NICE CG161 recommends assessing: falls history and circumstances, medication review (especially psychotropics, antihypertensives, and polypharmacy), cardiovascular assessment (postural hypotension, arrhythmia), gait, balance and mobility, osteoporosis risk, vision, cognitive function, continence, home environment hazards, and fear of falling. Addressing multiple factors simultaneously is more effective than targeting any single cause.

Which medications increase falls risk in the elderly?

The highest-risk medications include: SSRIs (60-70% increased falls risk), benzodiazepines, tricyclic antidepressants (amitriptyline), opioids, antihypertensives (particularly when multiple agents are combined), anticholinergics, and antipsychotics. In Margaret's case, citalopram plus amitriptyline plus two antihypertensives creates a significant cumulative risk. Medication review is one of the most effective single interventions for falls prevention.

How effective are falls prevention programmes?

Structured strength and balance exercise programmes (such as Otago or FaME) reduce falls by 30-40% in community-dwelling older adults. Multifactorial interventions (exercise plus medication review plus home assessment plus vision correction) reduce falls by 20-30%. These are evidence-based, cost-effective interventions available through community falls prevention services. Referral demonstrates strong Clinical Management.

Should I check vitamin D in an elderly patient who is falling?

Yes — vitamin D deficiency is present in approximately 50% of housebound elderly patients and contributes to muscle weakness, poor balance, and increased falls risk.
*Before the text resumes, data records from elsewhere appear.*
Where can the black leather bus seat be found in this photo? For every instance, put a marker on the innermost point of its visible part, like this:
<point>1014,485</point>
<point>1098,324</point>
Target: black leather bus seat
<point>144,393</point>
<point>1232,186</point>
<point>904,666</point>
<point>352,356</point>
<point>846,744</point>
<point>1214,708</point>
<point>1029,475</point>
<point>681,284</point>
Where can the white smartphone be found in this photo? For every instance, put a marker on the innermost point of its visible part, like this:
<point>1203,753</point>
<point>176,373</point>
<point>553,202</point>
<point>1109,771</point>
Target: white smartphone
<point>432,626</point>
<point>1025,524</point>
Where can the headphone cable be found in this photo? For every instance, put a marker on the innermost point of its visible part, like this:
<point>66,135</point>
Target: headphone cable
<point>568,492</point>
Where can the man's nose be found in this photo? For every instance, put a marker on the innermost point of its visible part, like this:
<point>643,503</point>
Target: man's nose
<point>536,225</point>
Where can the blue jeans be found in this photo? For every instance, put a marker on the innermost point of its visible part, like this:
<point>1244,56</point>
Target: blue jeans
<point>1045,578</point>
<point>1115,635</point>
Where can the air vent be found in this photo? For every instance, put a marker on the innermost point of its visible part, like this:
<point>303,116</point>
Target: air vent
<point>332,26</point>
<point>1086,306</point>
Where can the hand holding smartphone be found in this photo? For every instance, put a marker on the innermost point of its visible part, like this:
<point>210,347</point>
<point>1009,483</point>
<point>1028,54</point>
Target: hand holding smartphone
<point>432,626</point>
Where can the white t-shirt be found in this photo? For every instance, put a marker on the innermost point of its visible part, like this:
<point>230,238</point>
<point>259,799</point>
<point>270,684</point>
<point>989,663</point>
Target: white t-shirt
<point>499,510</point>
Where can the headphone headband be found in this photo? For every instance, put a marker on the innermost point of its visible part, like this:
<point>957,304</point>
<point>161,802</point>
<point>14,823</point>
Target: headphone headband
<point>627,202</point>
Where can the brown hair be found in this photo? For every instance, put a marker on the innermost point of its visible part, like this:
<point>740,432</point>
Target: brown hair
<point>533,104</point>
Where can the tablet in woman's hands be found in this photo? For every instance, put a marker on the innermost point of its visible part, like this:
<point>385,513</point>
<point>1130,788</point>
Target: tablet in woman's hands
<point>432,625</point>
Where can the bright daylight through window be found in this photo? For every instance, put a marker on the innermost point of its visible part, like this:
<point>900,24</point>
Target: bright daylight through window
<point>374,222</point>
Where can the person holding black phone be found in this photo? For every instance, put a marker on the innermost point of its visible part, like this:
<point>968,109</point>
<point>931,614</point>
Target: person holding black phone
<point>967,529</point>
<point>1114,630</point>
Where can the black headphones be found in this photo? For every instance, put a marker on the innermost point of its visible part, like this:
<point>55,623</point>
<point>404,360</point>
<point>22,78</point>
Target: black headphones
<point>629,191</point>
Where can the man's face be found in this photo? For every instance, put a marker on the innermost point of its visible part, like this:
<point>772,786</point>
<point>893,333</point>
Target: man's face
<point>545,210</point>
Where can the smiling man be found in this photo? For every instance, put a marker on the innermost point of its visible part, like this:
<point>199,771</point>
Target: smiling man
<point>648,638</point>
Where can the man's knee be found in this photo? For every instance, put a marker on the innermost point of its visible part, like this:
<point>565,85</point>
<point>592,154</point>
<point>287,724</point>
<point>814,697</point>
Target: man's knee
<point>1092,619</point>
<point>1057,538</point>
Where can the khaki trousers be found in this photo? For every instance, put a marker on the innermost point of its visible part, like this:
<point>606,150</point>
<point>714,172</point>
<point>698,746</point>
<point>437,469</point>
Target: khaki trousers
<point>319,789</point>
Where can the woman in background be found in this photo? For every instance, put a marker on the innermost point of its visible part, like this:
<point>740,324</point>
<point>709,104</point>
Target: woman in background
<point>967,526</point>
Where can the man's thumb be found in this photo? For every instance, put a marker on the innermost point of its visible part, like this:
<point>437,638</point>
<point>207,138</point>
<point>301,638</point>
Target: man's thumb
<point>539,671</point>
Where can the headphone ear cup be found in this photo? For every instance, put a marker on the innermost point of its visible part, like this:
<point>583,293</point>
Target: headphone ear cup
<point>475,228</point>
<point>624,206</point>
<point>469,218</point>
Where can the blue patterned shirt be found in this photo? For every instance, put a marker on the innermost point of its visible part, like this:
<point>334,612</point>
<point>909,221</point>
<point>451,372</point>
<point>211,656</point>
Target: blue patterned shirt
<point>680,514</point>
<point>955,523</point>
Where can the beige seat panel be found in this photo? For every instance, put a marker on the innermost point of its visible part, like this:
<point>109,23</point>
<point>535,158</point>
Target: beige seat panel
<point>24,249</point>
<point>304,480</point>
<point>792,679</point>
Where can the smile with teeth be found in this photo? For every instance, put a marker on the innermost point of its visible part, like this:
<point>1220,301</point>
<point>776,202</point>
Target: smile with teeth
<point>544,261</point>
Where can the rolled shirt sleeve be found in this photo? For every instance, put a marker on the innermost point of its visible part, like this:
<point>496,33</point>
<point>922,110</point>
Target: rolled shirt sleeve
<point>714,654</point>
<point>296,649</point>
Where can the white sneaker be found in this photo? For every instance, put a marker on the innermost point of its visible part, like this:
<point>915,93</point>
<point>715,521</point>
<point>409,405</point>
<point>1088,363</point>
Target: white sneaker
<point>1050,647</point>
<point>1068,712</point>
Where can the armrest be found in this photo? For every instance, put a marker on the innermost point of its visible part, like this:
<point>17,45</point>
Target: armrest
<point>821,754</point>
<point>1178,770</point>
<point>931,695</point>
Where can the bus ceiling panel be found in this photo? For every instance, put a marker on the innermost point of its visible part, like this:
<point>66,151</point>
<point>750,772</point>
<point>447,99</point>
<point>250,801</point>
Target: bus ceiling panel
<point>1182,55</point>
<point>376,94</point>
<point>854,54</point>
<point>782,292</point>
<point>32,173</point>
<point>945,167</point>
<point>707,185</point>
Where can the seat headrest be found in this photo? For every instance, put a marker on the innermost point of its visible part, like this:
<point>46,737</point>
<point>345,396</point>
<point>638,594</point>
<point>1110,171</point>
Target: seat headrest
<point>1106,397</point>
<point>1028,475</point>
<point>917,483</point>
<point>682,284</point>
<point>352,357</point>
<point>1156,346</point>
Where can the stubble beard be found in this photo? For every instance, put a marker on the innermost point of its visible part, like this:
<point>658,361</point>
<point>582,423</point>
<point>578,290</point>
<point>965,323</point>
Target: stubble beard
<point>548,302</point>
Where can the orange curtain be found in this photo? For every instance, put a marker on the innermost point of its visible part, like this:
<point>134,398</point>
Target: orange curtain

NICE recommends vitamin D supplementation (800 IU daily) for all adults over 65, and replacement therapy if deficiency is confirmed. Checking the level and supplementing is a simple, evidence-based intervention that is frequently overlooked.

When should recurrent falls in the elderly trigger a safeguarding concern?

Consider safeguarding if: the falls are occurring in a context of self-neglect (poor nutrition, inadequate heating, hoarding), there are concerns about carer-related harm, the patient is unable to summon help after a fall and lives alone, or there are unexplained injuries inconsistent with the reported mechanism. Margaret living alone with weight loss and increasing frailty warrants a holistic assessment that includes safeguarding considerations.